Sana mı içimi döküyorum yoksa bu dilsiz sağır temiz yüzeye mi onu bile bilmiyorum tam olarak. Yüzey diyorum ve yazarken bir kâğıtla bile temas kurmadığımı yeni farkettim. Peki ya sen. Sen ne kadar farkındasın. Telefonumun not pad i tuşlarla tuşlarda parmaklarımla birleşince metne dönüşüyor. O metin e posta aracılığıyla gazeteye ulaşıyor ve oradan internet sayfasına konuyor. Bir miktar gazeteye basılıyor ama çoğu gibi sen de günü ve saati geldiğinde telefonunun ekranı aracılığıyla o metne ulaşıp okuyorsun.(okuyor musun ondan bile emin değilim)Peki ben daha çok ağaç kurtuluyor diye bu duruma sevinmeli miyim yoksa dokunduğum tadı kokusu hepsinden önemlisi ruhu olan o sayfaların git gide aramızdan çekilmesine üzülmeli miyim bilmiyorum.

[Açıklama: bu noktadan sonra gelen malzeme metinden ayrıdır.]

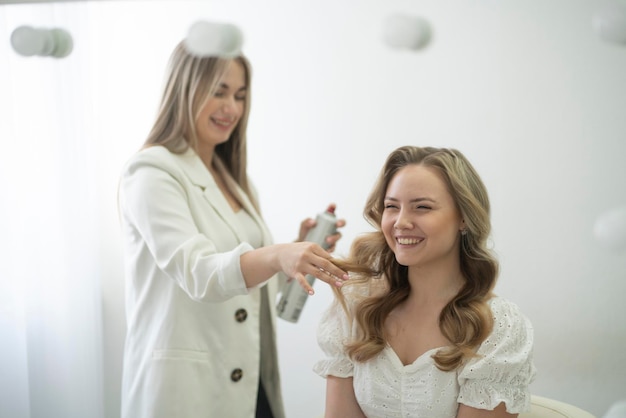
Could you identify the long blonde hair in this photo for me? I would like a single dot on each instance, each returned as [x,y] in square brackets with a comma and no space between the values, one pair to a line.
[466,320]
[190,82]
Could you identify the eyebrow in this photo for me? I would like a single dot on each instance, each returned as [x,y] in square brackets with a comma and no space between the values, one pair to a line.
[416,200]
[226,86]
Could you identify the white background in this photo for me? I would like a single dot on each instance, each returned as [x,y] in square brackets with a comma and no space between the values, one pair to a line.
[524,88]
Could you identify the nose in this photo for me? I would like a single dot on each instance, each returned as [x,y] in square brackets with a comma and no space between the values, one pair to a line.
[403,221]
[229,106]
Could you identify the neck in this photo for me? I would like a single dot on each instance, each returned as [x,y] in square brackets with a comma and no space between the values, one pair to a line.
[435,285]
[206,155]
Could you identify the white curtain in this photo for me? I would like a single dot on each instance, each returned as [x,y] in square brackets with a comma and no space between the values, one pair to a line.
[50,302]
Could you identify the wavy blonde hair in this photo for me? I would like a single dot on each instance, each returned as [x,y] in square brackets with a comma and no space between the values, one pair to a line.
[466,320]
[190,82]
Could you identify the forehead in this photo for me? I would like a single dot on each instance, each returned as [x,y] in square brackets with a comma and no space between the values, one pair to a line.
[235,75]
[415,181]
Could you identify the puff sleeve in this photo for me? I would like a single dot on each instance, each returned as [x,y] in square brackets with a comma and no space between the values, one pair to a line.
[332,332]
[504,368]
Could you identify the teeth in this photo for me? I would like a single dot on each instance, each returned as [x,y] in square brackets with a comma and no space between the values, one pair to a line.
[408,241]
[222,122]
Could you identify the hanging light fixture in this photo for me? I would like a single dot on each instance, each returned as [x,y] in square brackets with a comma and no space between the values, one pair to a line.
[29,41]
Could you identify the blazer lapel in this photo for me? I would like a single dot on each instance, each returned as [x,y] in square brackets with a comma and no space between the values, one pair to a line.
[200,176]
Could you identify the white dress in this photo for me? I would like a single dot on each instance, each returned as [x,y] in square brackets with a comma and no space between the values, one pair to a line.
[384,387]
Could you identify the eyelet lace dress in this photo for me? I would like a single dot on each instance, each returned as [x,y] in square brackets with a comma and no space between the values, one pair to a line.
[384,387]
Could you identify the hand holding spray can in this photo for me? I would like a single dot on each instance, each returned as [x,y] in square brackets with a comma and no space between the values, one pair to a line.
[293,295]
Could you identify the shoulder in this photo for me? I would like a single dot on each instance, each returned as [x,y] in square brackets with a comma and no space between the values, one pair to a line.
[159,158]
[156,155]
[507,314]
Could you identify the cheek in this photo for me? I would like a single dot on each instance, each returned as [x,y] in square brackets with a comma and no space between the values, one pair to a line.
[386,225]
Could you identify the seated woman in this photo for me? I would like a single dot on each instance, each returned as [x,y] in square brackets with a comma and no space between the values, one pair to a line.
[418,331]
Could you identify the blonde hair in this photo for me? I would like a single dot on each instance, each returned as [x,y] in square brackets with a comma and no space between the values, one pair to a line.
[466,320]
[190,82]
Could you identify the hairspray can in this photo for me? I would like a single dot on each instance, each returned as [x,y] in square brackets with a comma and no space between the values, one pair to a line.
[293,296]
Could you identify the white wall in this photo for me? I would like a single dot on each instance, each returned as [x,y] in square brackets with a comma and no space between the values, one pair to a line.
[524,88]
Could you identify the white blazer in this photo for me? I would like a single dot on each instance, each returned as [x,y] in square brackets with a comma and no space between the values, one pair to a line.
[193,343]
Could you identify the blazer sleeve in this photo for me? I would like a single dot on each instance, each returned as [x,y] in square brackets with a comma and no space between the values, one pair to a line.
[156,216]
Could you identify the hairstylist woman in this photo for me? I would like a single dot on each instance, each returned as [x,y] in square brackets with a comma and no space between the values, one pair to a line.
[201,267]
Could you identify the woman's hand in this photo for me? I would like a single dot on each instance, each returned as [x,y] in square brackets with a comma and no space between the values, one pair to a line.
[300,259]
[296,260]
[307,224]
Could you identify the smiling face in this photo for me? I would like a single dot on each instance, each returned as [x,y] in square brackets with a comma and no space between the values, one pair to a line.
[221,113]
[420,220]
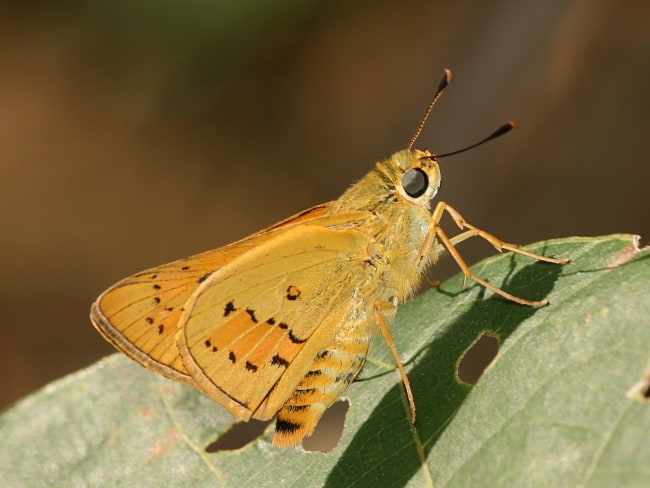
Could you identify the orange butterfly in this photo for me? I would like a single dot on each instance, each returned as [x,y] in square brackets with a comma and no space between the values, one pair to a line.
[279,323]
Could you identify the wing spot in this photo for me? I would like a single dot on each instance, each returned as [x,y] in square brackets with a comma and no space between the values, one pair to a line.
[252,314]
[295,339]
[297,408]
[278,360]
[285,427]
[323,355]
[293,292]
[230,307]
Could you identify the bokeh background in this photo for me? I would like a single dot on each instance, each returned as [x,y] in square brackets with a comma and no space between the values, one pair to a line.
[135,133]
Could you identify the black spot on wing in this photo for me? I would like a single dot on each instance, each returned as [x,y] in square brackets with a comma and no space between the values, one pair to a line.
[295,339]
[278,360]
[230,307]
[286,427]
[251,313]
[293,293]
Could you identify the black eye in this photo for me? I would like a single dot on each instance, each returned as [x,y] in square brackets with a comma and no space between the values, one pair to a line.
[415,182]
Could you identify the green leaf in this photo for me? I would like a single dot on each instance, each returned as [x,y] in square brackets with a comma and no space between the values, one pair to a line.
[553,409]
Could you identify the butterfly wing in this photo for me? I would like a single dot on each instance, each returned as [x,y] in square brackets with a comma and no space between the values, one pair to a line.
[252,330]
[141,314]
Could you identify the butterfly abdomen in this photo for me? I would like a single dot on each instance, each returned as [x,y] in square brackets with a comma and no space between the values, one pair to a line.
[329,376]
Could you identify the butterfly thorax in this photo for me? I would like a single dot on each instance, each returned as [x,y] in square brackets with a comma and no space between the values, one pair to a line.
[398,220]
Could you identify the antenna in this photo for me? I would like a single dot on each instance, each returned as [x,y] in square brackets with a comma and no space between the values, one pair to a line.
[497,133]
[446,78]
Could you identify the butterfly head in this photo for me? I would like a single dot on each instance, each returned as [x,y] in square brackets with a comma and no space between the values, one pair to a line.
[415,175]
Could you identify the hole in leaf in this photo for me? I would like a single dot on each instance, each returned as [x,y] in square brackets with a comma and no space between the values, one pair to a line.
[329,429]
[477,358]
[238,436]
[641,389]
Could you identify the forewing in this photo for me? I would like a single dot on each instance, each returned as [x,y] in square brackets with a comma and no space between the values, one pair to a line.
[259,322]
[141,314]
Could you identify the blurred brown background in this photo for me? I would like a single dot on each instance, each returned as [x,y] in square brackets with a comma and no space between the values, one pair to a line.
[132,134]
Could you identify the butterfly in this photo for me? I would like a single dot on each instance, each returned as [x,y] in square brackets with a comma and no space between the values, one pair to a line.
[279,323]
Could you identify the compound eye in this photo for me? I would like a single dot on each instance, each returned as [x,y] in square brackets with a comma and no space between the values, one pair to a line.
[415,182]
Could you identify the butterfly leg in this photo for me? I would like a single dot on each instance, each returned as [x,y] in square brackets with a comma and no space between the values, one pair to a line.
[499,245]
[388,338]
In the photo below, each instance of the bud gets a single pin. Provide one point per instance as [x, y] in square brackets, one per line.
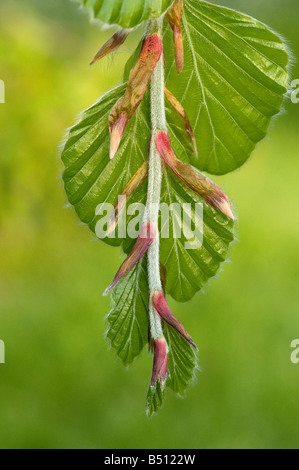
[112, 44]
[163, 309]
[139, 77]
[147, 235]
[174, 16]
[160, 367]
[133, 184]
[208, 190]
[116, 132]
[179, 108]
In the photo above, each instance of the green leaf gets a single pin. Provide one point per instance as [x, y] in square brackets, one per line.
[182, 364]
[126, 13]
[155, 399]
[128, 319]
[182, 361]
[91, 179]
[188, 270]
[232, 83]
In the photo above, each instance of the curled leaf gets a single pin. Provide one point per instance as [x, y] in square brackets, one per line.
[139, 77]
[111, 45]
[174, 16]
[163, 309]
[208, 190]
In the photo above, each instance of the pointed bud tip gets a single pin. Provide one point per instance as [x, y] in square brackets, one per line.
[225, 208]
[160, 366]
[116, 132]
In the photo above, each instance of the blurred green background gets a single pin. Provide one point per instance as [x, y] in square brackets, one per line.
[61, 387]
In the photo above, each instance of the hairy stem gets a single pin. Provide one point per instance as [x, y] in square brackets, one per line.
[158, 120]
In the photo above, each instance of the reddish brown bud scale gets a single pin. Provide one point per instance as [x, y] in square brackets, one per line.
[160, 367]
[147, 235]
[174, 16]
[111, 45]
[208, 190]
[163, 309]
[139, 77]
[139, 177]
[179, 108]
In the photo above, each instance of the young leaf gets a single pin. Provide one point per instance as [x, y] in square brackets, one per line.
[128, 318]
[233, 82]
[126, 13]
[182, 361]
[188, 270]
[91, 179]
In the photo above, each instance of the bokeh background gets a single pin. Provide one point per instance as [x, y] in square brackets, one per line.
[61, 387]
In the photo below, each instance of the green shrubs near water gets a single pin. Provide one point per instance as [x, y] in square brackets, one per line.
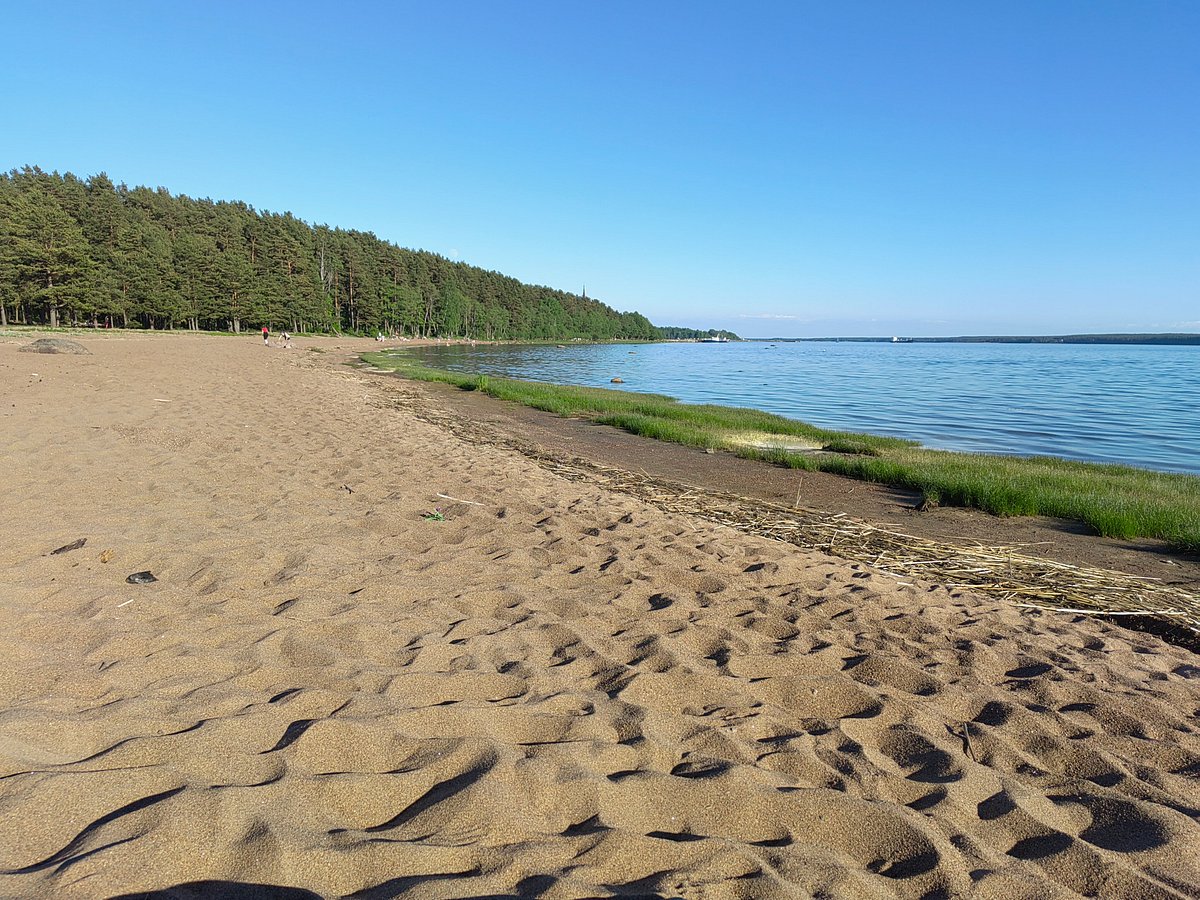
[1115, 501]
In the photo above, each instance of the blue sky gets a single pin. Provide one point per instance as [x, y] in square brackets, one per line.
[778, 168]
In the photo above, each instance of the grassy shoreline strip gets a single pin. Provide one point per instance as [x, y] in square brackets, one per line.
[1115, 501]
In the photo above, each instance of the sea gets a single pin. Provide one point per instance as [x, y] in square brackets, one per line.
[1133, 405]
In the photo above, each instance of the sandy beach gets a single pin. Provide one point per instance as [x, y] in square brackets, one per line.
[378, 661]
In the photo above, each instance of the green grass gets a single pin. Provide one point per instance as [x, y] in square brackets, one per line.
[1115, 501]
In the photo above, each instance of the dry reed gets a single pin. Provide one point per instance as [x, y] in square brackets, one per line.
[1002, 573]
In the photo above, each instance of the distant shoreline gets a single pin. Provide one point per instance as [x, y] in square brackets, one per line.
[1165, 340]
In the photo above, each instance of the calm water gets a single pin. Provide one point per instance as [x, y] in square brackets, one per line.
[1129, 405]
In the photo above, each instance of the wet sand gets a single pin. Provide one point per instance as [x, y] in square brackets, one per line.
[541, 690]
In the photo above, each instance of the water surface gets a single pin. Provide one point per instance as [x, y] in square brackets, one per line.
[1101, 403]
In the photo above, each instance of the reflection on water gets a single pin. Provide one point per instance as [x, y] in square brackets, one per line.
[1131, 405]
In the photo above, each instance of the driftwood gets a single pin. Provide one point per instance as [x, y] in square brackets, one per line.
[1001, 573]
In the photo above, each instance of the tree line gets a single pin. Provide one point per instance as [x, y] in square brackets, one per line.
[88, 251]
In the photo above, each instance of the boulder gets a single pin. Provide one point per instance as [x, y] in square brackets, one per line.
[54, 345]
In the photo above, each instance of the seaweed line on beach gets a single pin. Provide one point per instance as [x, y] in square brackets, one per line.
[999, 571]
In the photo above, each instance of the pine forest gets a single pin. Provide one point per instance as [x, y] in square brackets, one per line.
[90, 252]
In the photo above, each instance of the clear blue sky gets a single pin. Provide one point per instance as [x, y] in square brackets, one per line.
[778, 168]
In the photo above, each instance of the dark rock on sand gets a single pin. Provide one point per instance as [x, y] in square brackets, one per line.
[54, 345]
[69, 547]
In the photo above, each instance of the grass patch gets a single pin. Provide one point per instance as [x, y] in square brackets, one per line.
[1115, 501]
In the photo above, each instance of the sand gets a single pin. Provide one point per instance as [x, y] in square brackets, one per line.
[541, 690]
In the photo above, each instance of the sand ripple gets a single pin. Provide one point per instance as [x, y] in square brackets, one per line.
[551, 691]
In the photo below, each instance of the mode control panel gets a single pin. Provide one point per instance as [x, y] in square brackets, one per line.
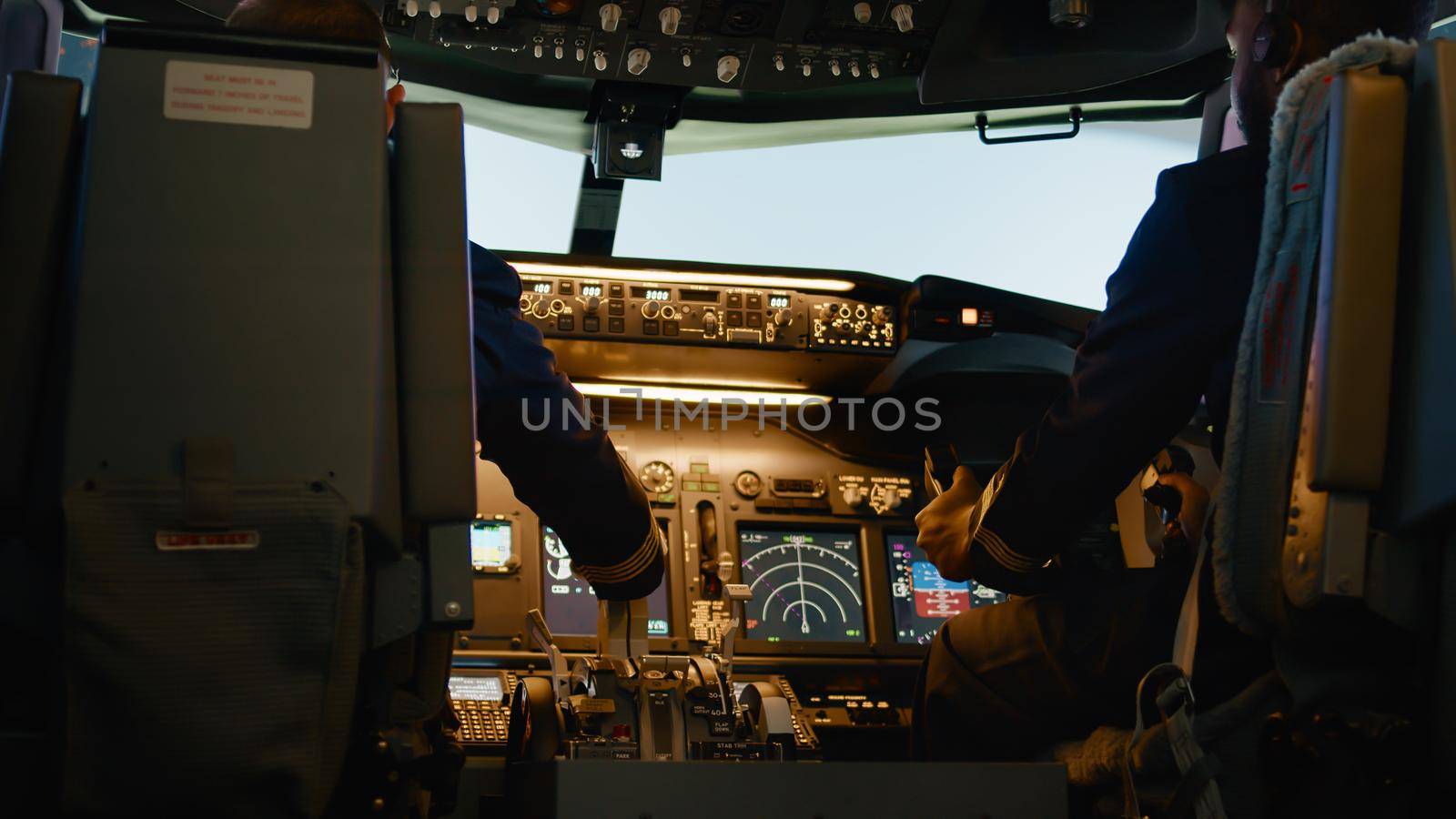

Ve sen benim ne kadar umurumdasın. Sana yaranma kaygım beni ben olmaktan ve seni sen olmaktan ne kadar eksiltir ve bu bizim neyimize yarar. Yoksa seni umursamayıp senin için daha iyi bir şey mi yapmış olmalıyım. Biraz rahatsız etsem mi daha iyi senin için yoksa seni hiç kızdırmamaya özen mi göstersem.
Peki bütün bu satırların ne kadarını ben yazıyor olabilirim. Kelimeler uçuşan kelebekler gibi birer birer süzülüp diziliyorlar ve seninle benim aramdaki tek fark ben bunun ilk tanığıyım o kadar.
Dünyada yalnız yapılan başka iki eylem var mıdır? Ben yazarken yalnızım ve sen okurken. İkimizde kelimelerin imgelere dönüşmesi sonucu bir şeyler hissediyoruz. Aslında en kıymetli şeyimizi yalnızlığımızı bölüşüyoruz bir bakıma.
Yalnızlık bir tek okuma ve yazma eyleminde bölüşülüyormuş onu farkettim bir de.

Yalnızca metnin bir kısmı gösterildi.